Il aurait été très facile, d'illeurs, de reconnaître l'offertoire comme un rituel de représentation rien qu'en jetant un coup d'œil sur le rituel orthodoxe. Mais l'arrogance romaine nous a préservés de telles digressions. Elle a superbement ignoré le fait que l'on ne peut faire aucune affirmation compétente concernant le rite romain, si l'on ne jette pas également un coup d'oeil sur le rite orthodoxe. Dans ce rite, l'offertoire est célébré de manière beaucoup plus festive et détaillée, précisément parce qu'il est considéré comme une partie de la consécration. Pourquoi personne au temps de la réforme ne s'est-il demandé pourquoi l'épiclesis, l'invocation de l'Esprit Saint lors de la consécration des offrande, fait partie de l'offertoire dans le rite latin? Que la liturgie contient donc un signe clair que la consécration a déjà commencé à ce moment-là? Mais la compréhension plus profonde du processus liturgique avait déjà été tellement perdue que l'on se sentait capable de jeter ce qu'on ne pouvait plus comprendre, comme s'il s'agissait d'une fanfreluche sans signification. Cela dut être un sentiment exaltant, pour un membre d'une génération future, de pouvoir si allégrement redimensionner le plus grand pape de l'histoire, saint Grégoire le Grand! Permettez-moi ici de citer un écrivain athée, le brillant stalinien Peter Hacks, qui a déclaré à propos de la révision des pièces classiques: «la meilleure façon de réviser les pièces classiques est de les comprendre». Un principe déjà pris en compte dans la littérature - combien davantage devrait-il l'être dans le cas de la liturgie, le plus grand trésor que nous possédions? Parmi les plus grandes réalisations du pape Benoît XVI, il y a le fait que l'attention de l'Église a de nouveau été dirigée vers l'orthodoxie. Il savait que tous les efforts vers l'œcuménisme, bien que nécessaires, ne doivent pas commencer par des rencontres avec les hiérarques orientaux mais avec la restauration de la liturgie latine, qui représente le lien réel entre les églises latine et grecque. Maintenant, entre-temps, nous avons réalisé que toutes ces initiatives étaient en vain, surtout parce que ce n'était pas la mort qui les a interrompues, mais une capitulation bien avant que l'on soit sûr que des faits irréversibles avaient été enclenchés.
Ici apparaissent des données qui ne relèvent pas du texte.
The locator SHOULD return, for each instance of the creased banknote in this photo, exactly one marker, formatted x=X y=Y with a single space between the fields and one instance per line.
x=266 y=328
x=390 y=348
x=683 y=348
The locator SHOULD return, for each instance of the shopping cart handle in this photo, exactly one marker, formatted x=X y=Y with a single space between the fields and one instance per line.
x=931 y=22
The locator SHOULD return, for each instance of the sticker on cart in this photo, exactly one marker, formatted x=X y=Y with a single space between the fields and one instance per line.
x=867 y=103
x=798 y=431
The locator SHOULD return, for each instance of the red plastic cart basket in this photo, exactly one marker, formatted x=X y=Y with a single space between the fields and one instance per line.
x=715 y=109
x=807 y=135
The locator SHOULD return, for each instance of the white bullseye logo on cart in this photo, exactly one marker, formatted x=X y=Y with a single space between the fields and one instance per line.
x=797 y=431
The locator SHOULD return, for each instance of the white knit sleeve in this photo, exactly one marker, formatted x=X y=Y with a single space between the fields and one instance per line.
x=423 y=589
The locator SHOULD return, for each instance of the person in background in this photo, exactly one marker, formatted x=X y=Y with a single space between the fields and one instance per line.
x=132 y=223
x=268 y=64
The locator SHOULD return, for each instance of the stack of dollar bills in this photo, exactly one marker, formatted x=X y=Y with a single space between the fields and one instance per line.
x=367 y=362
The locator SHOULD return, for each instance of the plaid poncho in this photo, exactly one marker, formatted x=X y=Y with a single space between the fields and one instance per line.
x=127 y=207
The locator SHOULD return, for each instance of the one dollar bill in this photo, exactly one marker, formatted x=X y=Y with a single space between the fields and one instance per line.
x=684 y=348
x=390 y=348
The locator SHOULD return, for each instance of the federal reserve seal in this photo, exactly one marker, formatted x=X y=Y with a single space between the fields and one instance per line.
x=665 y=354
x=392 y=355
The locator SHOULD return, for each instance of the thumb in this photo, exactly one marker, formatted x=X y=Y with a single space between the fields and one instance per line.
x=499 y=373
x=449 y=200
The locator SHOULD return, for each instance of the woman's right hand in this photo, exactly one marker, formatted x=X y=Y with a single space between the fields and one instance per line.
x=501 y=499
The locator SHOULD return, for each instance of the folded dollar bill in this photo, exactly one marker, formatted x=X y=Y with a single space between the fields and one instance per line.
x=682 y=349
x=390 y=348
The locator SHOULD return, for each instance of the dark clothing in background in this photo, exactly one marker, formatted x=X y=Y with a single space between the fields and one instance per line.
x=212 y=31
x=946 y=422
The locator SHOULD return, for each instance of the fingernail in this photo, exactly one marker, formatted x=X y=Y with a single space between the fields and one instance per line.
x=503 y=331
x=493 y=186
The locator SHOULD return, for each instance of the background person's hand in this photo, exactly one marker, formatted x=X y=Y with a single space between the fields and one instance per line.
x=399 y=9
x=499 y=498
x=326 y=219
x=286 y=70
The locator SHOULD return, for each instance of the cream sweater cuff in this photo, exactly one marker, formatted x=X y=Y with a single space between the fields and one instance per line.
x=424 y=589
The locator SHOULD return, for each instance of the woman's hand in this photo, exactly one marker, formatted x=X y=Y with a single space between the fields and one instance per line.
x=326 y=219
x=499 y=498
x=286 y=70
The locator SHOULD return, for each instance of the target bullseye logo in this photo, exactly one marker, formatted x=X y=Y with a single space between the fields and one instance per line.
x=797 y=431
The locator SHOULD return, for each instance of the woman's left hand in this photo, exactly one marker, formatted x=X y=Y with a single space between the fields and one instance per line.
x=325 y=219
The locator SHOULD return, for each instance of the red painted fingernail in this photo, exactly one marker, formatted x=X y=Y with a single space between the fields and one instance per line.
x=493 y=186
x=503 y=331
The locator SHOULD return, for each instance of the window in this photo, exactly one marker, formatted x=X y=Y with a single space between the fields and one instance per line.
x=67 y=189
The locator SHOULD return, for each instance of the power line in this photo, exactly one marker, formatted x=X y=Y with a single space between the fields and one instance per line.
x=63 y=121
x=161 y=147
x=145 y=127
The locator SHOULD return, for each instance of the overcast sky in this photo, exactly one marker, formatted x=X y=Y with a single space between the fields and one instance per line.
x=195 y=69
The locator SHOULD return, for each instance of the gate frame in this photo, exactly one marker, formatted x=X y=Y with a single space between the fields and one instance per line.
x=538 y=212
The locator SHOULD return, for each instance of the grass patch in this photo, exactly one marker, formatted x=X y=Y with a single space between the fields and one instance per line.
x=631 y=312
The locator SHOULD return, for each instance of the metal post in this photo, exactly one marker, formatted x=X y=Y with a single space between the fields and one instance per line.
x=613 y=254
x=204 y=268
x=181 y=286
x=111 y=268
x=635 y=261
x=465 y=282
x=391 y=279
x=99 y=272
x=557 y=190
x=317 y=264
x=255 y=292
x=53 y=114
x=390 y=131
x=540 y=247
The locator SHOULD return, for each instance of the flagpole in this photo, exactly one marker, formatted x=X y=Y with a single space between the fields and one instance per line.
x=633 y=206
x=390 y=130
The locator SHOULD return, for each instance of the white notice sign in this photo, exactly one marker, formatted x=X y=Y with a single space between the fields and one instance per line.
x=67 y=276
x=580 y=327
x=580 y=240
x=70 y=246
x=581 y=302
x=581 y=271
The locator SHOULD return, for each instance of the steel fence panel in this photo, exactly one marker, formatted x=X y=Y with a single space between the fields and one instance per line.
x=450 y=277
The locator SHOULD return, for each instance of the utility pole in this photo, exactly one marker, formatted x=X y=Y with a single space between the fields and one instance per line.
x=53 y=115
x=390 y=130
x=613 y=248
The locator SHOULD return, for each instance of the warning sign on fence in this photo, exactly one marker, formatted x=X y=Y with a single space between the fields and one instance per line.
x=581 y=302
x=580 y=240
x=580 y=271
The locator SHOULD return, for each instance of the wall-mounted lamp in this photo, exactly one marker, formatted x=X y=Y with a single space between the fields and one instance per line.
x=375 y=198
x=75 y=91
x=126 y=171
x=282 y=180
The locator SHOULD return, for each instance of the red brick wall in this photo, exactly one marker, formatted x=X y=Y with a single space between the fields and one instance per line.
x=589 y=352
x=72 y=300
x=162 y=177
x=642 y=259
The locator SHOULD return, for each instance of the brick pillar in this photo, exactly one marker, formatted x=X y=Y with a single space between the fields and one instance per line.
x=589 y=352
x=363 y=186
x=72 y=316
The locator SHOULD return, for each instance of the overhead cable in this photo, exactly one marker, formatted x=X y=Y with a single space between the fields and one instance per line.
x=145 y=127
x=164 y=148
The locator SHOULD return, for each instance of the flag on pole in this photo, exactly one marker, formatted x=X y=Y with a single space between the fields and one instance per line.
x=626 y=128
La déception provoquée par l'issue choquante du pontificat bénédictin n'est que trop compréhensible, mais menace d'obscurcir une vision sobre des faits. Imaginez ce que serait la réalité liturgique si le pape François avait immédiatement succédé à Jean-Paul II. Même si la cause la plus chère au pape Benoît, la réforme de la réforme, a échoué, il reste un pape de la liturgie, peut-être, espérons-le, le grand sauveur de la liturgie. Son motu proprio a vraiment gagné la qualification «de sa propre volonté». Car il n'y avait personne, ou très, très peu de monde, à la curie et dans l'épiscopat mondial qui avait été aux côtés du pape dans cette affaire. L'aile progressiste et malheureusement aussi celle «conservatrice» (on s'est habitué à mettre ce mot entre guillemets) suppliait le pape Benoît de ne pas accorder au rite traditionnel plus de liberté au-delà des possibilités créées de manière involontaire par Jean-Paul II. Le pape Benoît, qui de tout son être se méfiait des décisions pontificales isolées, prit cette fois sur lui et prononça des paroles d'autorité. Et ensuite, avec les règles de mise en œuvre de Summorum Pontificum, il créa des garanties, ancrées dans le droit canon, qui assuraient au rite traditionnel une place ferme dans la vie de l'Église. Ce n'est encore qu'un premier pas, mais c'est une conviction de ce pape, dont on ne peut nier le sérieux spirituel, que l'on ne peut pas ordonner le vrai développement de la conscience liturgique. Il doit plutôt avoir lieu dans de nombreuses âmes; la foi dans la tradition doit être éprouvée dans de nombreux endroits à travers le monde.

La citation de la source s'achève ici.